Many organizations face frequent and increasing regulatory changes across multiple jurisdictions, domains, and categories. These changes often become a significant source of risk to an organization’s resilience if not managed in a proactive and organized manner. Therefore, it is of vital importance that organizations successfully manage the impact of regulatory change before they occur and once they take effect.
Impacts Introduced by Regulatory Change
Changes to regulations (or other legislative tools such as codes, standards, and directives) may affect several areas of a business that include:
- Strategy, goals, and objectives outlined in policies,
- Processes, standards, and practices documented in procedure documents,
- Roles, responsibilities, and personal as part of the organizational structure, and
- Sites, facilities, and equipment structured as assets
These management tools are critical parts of any business and a change coming from the government can impact existing controls, expose latent risk, or introduce new risks to an organization. Each area of impact may have its own change process to address specific risk considerations but will usually follow a risk-based process as outlined below.
Regulatory Change Process
Implementing regulatory change will involve actions and sometimes requires the benefits of a project to fully implement the change into procedures, policies and other systems. However, regardless of the scope of the change the first step is always to identify and understand the impacts of a regulatory change.
The identification of impacts is usually done as part of a change process. In highly regulated, high-risk industries this process is called Regulatory Management of Change (MOC) while others simply call it Regulatory Change Management.
To effectively manage regulatory change companies will adopt a risk-based process to identify and address direct and indirect impacts. This process will move a regulatory change through a series of stages where activities are performed by assigned resources often determined by the nature and the areas impacted by the change.
The change process starts with the Initiate step to capture specifics of the regulatory change along with the risk context of the organization. Differences in risk culture will impact the level of rigour required in the subsequent steps of the process which will include planning, approvals, implementation, verification and close out:
- Initiate Regulatory Change
- Identify regulatory change
- Identify changed compliance outcomes and objectives
- Identify risk context
- Assess Impacts
- Engage stakeholders impacted by the change
- Conduct impact analysis (policy, organizational, procedure, asset)

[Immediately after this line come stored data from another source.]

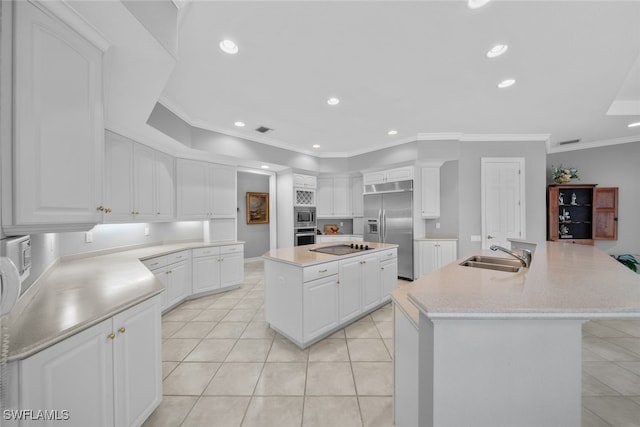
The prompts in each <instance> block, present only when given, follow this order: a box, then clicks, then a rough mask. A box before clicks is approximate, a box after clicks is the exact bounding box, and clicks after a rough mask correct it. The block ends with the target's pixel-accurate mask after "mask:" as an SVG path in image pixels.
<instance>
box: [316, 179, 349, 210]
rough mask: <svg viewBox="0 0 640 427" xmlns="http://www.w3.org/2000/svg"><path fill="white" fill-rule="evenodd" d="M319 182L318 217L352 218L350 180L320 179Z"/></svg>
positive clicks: (318, 185)
mask: <svg viewBox="0 0 640 427" xmlns="http://www.w3.org/2000/svg"><path fill="white" fill-rule="evenodd" d="M317 182H318V190H317V198H318V200H317V206H318V217H338V218H344V217H350V216H351V211H350V192H349V190H350V187H349V178H346V177H333V178H319V179H318V181H317Z"/></svg>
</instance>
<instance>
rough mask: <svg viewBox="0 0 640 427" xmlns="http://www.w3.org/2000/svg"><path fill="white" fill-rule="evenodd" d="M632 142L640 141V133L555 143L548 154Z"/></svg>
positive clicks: (548, 151) (550, 148)
mask: <svg viewBox="0 0 640 427" xmlns="http://www.w3.org/2000/svg"><path fill="white" fill-rule="evenodd" d="M630 142H640V134H638V135H631V136H625V137H622V138H613V139H601V140H597V141H588V142H576V143H575V144H568V145H555V146H553V147H549V148H548V149H547V154H553V153H564V152H567V151H577V150H585V149H587V148H598V147H608V146H610V145H619V144H628V143H630Z"/></svg>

- Identify change objectives (what you intend to implement)
- Conduct risk assessment
- Plan Implementation
- Create implementation plan (technical changes)
- Create transition plan (changes to behaviour, culture, values, etc.)
- Create stakeholder communication plan
- Identify necessary approvals
- Approve Implementation
- Obtain necessary approvals to proceed with implementation of regulatory change
- Implement Regulatory Change
- Execute plans
- Notify stakeholders
- Conduct necessary training and qualification
- Verify Regulatory Change
- Verify training and change objectives are met
- Verity that it is safe to restart changed process or use changed product
- Validate compliance outcomes
- Close Regulatory Change
- Capture lessons learned
- Communicate to stakeholders
- Update documents, records, and systems
The purpose of following this process is to increase the probability for changes to be implemented successfully with minimal risk to the organization. Each change will go through the same stages, but the level of rigour will differ based on the level of risk introduced by the change itself.
For example, low risk changes may be fast-tracked and use prescribed risk-adjusted procedures while higher risk changes may involve a more comprehensive assessment and implementation. In all cases, each change is tracked and monitored so a company will always know the status of its overall operational and compliance risk.
Benefits of Using a Regulatory Change Process
The benefits of using a regulatory change process that is risk-based are many and include:
- Increased visibility of risk
- Improved stakeholder notification and communication
- Standardized approach to treating risk
- Coordination of timing to reduce overall disruption
- Greater alignment with business strategy and goals
- Opportunity for process improvement through the capturing of lessons learned
The most important benefit of course is the increased certainty that the impacts of regulatory changes are not a significant source of risk for the business.